Unverzichtbar für eine Geschichte frühchristlicher Texte ist die Papyrologie: Exemplarisch erwähnt seien hier nur die Arbeiten von C. H. Roberts und T. C. Skeat. Beide Gelehrten haben z. B. immer wieder versucht, die Implikationen der Tatsache auszuloten, dass die Christen die Kodexform der Rollenform bei weitem vorzogen. Skeat insbesondere vermutet einen engen Zusammenhang zwischen der Präferierung der Kodexform und der Entstehung des Vier-Evangelien-Kanons.28 In seinem jüngsten Beitrag rekonstruiert er aus den Papyri P6, P47 und P4 einen Codex vom Ende des 2. Jh.s, der bereits die drei Synoptiker und das Johannesevangelium enthielt.29

David Trobisch seinerseits versucht zu beweisen, dass unser heutiges kanonisches Neues Testament letztlich auf eine antike Buchausgabe in der zweiten Hälfte des 2. Jh.s zurückgeht.30 H.Y. Gamble wagt eine erste, lesenswerte und weit über das 2.Jh. hinausgreifende Synthese der Geschichte frühchristlicher Texte.31 Bart D. Ehrman schließlich versucht den Bogen von christlicher Philologie und Textkritik zur christlichen Theologie- und Ketzergeschichte zu schlagen - ein ebenso ambitioniertes wie risikoreiches Unterfangen.32



Eine sorgfältig ausgearbeitete Hypothese zur Entstehung des ,Vier-Evangelien-Kanons' schlägt Graham Stanton vor.33 Ihr besonderer Vorzug besteht darin, dass sie dem papyrologischen Befund konsequent Rechnung zu tragen versucht, ohne den weiteren kirchen- und theologiegeschichtlichen Horizont aus den Augen zu verlieren.
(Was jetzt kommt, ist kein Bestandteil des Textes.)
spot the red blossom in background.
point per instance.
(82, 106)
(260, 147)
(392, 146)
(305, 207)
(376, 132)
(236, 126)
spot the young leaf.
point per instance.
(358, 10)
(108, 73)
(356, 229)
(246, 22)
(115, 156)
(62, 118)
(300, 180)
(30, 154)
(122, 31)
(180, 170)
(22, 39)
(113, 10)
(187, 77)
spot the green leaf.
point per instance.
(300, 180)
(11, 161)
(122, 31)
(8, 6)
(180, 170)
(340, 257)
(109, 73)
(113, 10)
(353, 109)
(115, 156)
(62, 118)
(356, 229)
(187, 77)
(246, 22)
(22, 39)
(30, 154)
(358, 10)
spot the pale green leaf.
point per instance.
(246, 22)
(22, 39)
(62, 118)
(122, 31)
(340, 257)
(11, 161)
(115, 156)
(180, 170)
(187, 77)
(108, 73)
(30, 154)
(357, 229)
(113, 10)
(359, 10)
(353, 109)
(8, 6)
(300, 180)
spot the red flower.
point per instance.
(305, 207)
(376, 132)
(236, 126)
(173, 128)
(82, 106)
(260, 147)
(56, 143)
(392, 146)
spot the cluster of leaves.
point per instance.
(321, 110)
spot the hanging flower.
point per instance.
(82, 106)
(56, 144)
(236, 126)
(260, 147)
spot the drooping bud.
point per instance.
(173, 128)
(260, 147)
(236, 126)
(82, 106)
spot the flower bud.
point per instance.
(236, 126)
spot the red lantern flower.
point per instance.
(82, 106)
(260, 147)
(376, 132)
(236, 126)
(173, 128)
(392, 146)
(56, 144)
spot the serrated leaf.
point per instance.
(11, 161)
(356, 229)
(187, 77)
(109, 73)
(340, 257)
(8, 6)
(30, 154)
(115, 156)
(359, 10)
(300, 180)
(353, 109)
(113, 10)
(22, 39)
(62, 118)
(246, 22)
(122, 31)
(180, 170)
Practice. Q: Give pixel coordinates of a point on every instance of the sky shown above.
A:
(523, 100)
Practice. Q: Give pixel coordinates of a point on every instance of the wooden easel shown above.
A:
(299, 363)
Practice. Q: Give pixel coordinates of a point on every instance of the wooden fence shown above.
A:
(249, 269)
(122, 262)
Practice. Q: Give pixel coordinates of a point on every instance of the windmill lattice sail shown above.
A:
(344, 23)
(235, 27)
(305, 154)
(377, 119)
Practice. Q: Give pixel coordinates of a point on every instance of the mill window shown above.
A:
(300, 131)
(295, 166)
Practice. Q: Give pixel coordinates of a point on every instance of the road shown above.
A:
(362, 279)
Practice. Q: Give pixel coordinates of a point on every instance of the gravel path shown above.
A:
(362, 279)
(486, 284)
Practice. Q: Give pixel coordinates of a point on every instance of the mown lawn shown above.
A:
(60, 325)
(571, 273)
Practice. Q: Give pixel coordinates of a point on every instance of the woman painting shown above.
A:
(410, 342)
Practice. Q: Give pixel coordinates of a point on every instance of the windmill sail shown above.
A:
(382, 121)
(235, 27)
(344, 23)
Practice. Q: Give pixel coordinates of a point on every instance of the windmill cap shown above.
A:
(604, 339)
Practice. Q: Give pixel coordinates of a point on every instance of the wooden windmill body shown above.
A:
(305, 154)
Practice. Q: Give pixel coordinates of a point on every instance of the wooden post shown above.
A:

Stanton betont, was oft aus dem Blick gerät, nämlich die erstaunliche Tatsache, dass das von Irenäus v.Lyon repräsentierte Christentum des 2. Jh.s allen Versuchen widerstand, entweder ein Evangelium für kanonisch zu erklären oder aus den vier Evangelien eine Evangelienharmonie zu erstellen und verbindlich zu machen. Stanton setzt die Entstehung eines (vormarcionitischen) Vier-Evangelien-Kanons kurz vor 150 v. Chr. an; um diese Zeit, so meint er, muss es einen Übergang von Kodizes mit einem Evangelium zu Kodizes mit den vier Evangelien gegeben haben.34

Stanton erwägt ausdrücklich die Möglichkeit, dass bereits Justin der Märtyrer einen ,Vier-Evangelien-Kodex' bei seinem Unterricht in Rom verwendete. Weiterhin ist er sich mit M. Hengel35 und anderen Gelehrten darin einig, dass die Bezeichnung der Evangelien als ,Evangelium nach ...' früh ist: "The use of this title facilitated both acceptance of the fourfold Gospel and the use of the codex for four gospels." Stanton vermutet auch einen Zusammenhang zwischen der Präferierung der Kodex-Form und der christlichen Selbstdefinition als eines tertium genus gegenüber Heidentum und Judentum im Gefolge des Bar-Kochba-Aufstandes. Er schließt seinen Aufsatz mit bedenkenswerten Überlegungen, die zeigen, dass es ebenso nötig ist, die durch Irenäus von Lyon verteidigte kanonische Vielfalt theologisch zu reflektieren, wie darüber nachzudenken, was gegebenenfalls durch den Kanonisierungsprozess ,wegzensiert' wurde.36

Eine Blüte erlebt auch die Rezeptionsgeschichte des NT: Nachdem Wolf-Dietrich Köhler gründlich und übersichtlich die Rezeption des Matthäusevangeliums nachzeichnete,37 folgt Titus Nagel auf gleich hohem Niveau mit einer entsprechenden Studie zum Johannesevangelium.38 Im weiteren Sinne in den Kreis dieser Arbeiten gehört auch Rolf Noormanns große Studie über die Paulusinterpretation des Irenäus v. Lyon.39 Die weitgehende40 Konzentration auf Mt, Joh und Paulus hat natürlich Gründe: Mt galt im 2. Jh. als das ,kirchliche' Evangelium schlechthin, eine Studie seiner Rezeption hat also exemplarischen Charakter auch im Hinblick auf die Kanonsgeschichte. Joh galt als das z. T. verdächtige, möglicherweise erst spät rezipierte Evangelium der Gnostiker - hier schwingen neben kanonsgeschichtlichen auch theologiegeschichtliche Fragen mit. Die Paulusrezeption des 2. Jh.s schließlich ist von traditionell großem Interesse besonders für die evangelische Forschung- meinte man doch hier Kriterien für die Legitimität oder Illegitimität antiker christlicher Theologie erarbeiten zu können.41 Ähnliche rezeptionsgeschichtliche Studien wären nun auch zumindest für Mk und Lk wünschenswert. Weiterhin wäre zu fragen, ob man nach den notwendigen Einzelstudien zu einer übergreifenden Klassifizierung und Typisierung von Rezeptionsphänomenen vordringen könnte, die Vergleiche mit außerchristlichen Rezeptionsgeschichten ermöglichen könnten. Gibt es z. B. eine definierbare gnostische Weise der Rezeption? Wie wäre diese zu beschreiben? Gibt es ein Bewusstsein für den ,Eigensinn' der rezipierten Texte? Wie entsteht der Kommentar?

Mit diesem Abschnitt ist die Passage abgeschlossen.